By Helen Briggs
BBC News science reporter
A person's preference for being a "lark" or a "night-owl" is largely determined by genes, a study suggests.
Genes may influence waking and sleeping patterns
Scientists have found that each cell of the body has an internal "clock", which can be affected by various genes.
Research in the Proceedings of the National Academy of Sciences shows that skin cells can be used to measure the speed of a person's body clock.
The work could lead to better diagnosis of sleep disorders and conditions such as Seasonal Affective Disorder.
It has long been known that the body has a biological clock that regulates sleeping, digestion and brain performance to fit in with the different demands of day and night-time living.
The brain has overall control of this time-keeping mechanism, but individual cells appear to have their own "clocks", which can be affected by a series of clock genes.
A German-Swiss team led by Dr Steven Brown of the University of Zurich took skin biopsies from 28 volunteers and grew their cells up in the lab.
They measured how fast the "clocks" in the skin cells "ticked", then compared these results with questionnaires showing whether each subject was an early type ("lark") or a late type ("owl").
They found that the "clocks" in the skin cells matched up with behaviour in most of the subjects.
Some of the remaining volunteers appeared to be suffering from Seasonal Affective Disorder (Sad), a type of winter depression.
The work could be used as a basis for the diagnosis of certain sleep disorders, said Dr Simon Archer, Senior Lecturer in Molecular Neuroscience at the Surrey Sleep Research Centre at the University of Surrey, Guildford.
He said previous research at the University of Surrey had shown that genetic differences in clock genes could explain why some people are night lovers and others are early risers.
His group has identified a mutation in a gene known as Period3 that makes someone more likely to be a morning person.
The mutation makes them more prone to tiredness during the day, so they prefer to go to bed early.
Traditional studies of such genes have been carried out in controlled conditions in specialised sleep labs, and these are time-consuming and costly to perform.
"What Steve Brown has developed is a much more economic way of making some of those clock period measurements without having to keep people in a lab for three days," Dr Archer explained.

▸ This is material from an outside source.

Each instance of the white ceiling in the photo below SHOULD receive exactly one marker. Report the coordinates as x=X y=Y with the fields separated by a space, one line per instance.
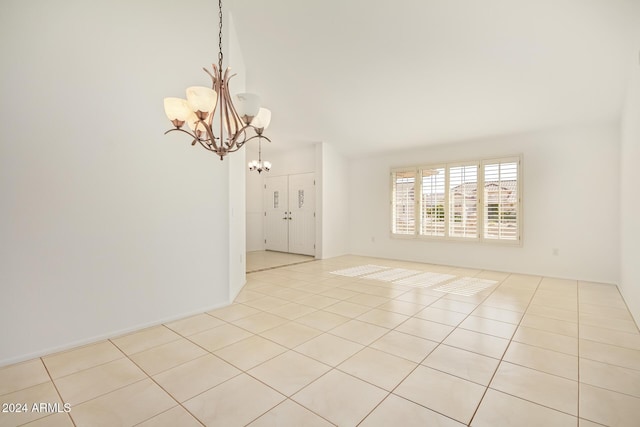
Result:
x=371 y=75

"He basically takes a sample of their skin cells, keeps them alive in culture and measures the period of the oscillating clock genes."
The central circadian clock resides in the hypothalamus in the brain, he added.
It keeps in touch with the outside world by means of light signals from the eyes, and then synchronises numerous other peripheral clocks in tissues around the body such as the heart, liver and gut.
"The reason why the Brown experiment works is because it now appears that virtually all cells in the body have their own ticking circadian clock, including skin cells," said Dr Archer.
"So, the skin cell assay is just a way of easily getting a handle on someone's body clock. But in more molecular detail than just knowing if they are a lark or an owl, which can be determined quite easily."